Data generated by customers is now growing without their needing to fill out forms and surveys. This data is about their preferences , tastes and choices and is growing in size and depth because it is generated from social media channels on the Internet.It is this data that can be and is captured by social media analytics.

Mobile data is also growing, including usage of location based applications and usage of Internet from the mobile phone is leading to further increases in data about consumers.Increasingly , location based applications help to provide a much more relevant context to the data generated. Just mobile data is expected to grow to 15 exabytes by 2015.

People want to have more and more conversations online publicly , share pictures , activity and interact with a large number of people whom  they have never met. But resent that information being used or abused without their knowledge.

Also the Internet is increasingly being consolidated into a few players like Microsoft, Amazon, Google  and Facebook, who are unable to agree on agreements to share that data between themselves. Interestingly you can use Yahoo as a data middleman between Google and Facebook.

At the same time, more and more purchases are being done online by customers and Internet advertising has grown much above the rate of growth of other mediums of communication.
Internet retail sales have the advantage that better demand predictability can lead to lower inventories as retailers need not stock up displays to look good. An Amazon warehouse need not keep material to simply stock up it shelves like a K-Mart does.

Our Hypothesis – An Analogy with how Financial Data Marketing is managed offline

  1. Financial information regarding spending and saving is much more sensitive yet the presence of credit bureaus alleviates these concerns.
  2. Credit bureaus collect information from all sources, aggregate and anonymize the individual components accordingly.They use SSN as a unique identifier.
  3. The Internet has a unique number too , called the Internet Protocol Address (I.P) 
  4. Should there be a unique identifier like Internet Security Number for the Internet to ensure adequate balance between the need for privacy as well as the need for appropriate targeting? 

After all, no one complains about privacy intrusions if their credit bureau data is aggregated , rolled up, and anonymized and turned into a propensity model for sending them direct mailers.

Advertising using Social Media and Internet

https://www.facebook.com/about/ads/#stories

1. A business creates an ad
Let’s say a gym opens in your neighborhood. The owner creates an ad to get people to come in for a free workout.
2. Facebook gets paid to deliver the ad
The owner sends the ad to Facebook and describes who should see it: people who live nearby and like running.
The right people see the ad
3. Facebook only shows you the ad if you live in town and like to run. That’s how advertisers reach you without knowing who you are.

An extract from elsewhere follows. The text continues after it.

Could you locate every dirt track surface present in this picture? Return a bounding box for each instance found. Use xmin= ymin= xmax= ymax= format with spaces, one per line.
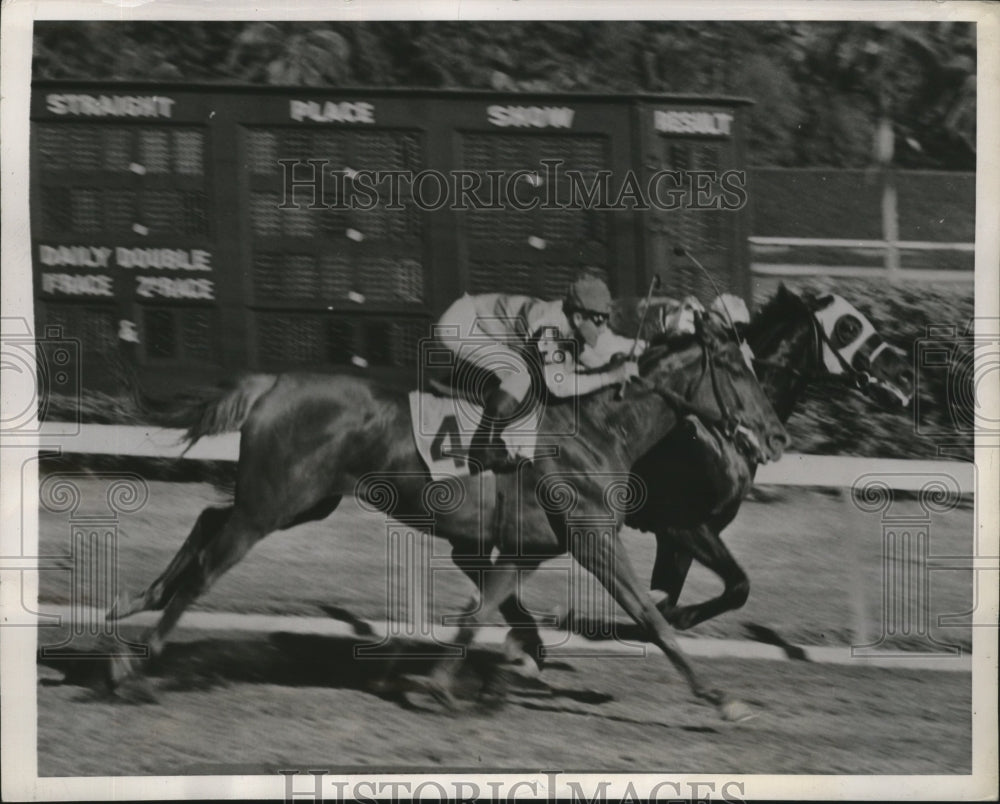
xmin=38 ymin=626 xmax=970 ymax=776
xmin=35 ymin=480 xmax=975 ymax=776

Adding in credit bureau data and legislative regulation for anonymizing  and handling privacy data can expand the internet selling market, which is much more efficient from a supply chain perspective than the offline display and shop models.

Privacy Regulations on Marketing using Internet data
Should laws on opt out and do not mail, do not call, lists be extended to do not show ads , do not collect information on social media. In the offline world, you can choose to be part of direct marketing or opt out of direct marketing by enrolling yourself in various do not solicit lists. On the internet the only option from advertisements is to use the Adblock plugin if you are Google Chrome or Firefox browser user. Even Facebook gives you many more ads than you need to see.

One reason for so many ads on the Internet is lack of central anonymize data repositories for giving high quality data to these marketing companies.Software that can be used for social media analytics is already available off the shelf.

The growth of the Internet has helped carved out a big industry for Internet web analytics so it is a matter of time before social media analytics becomes a multi billion dollar business as well. What new developments would be unleashed in this brave new world is just a matter of time, and of course of the social media data!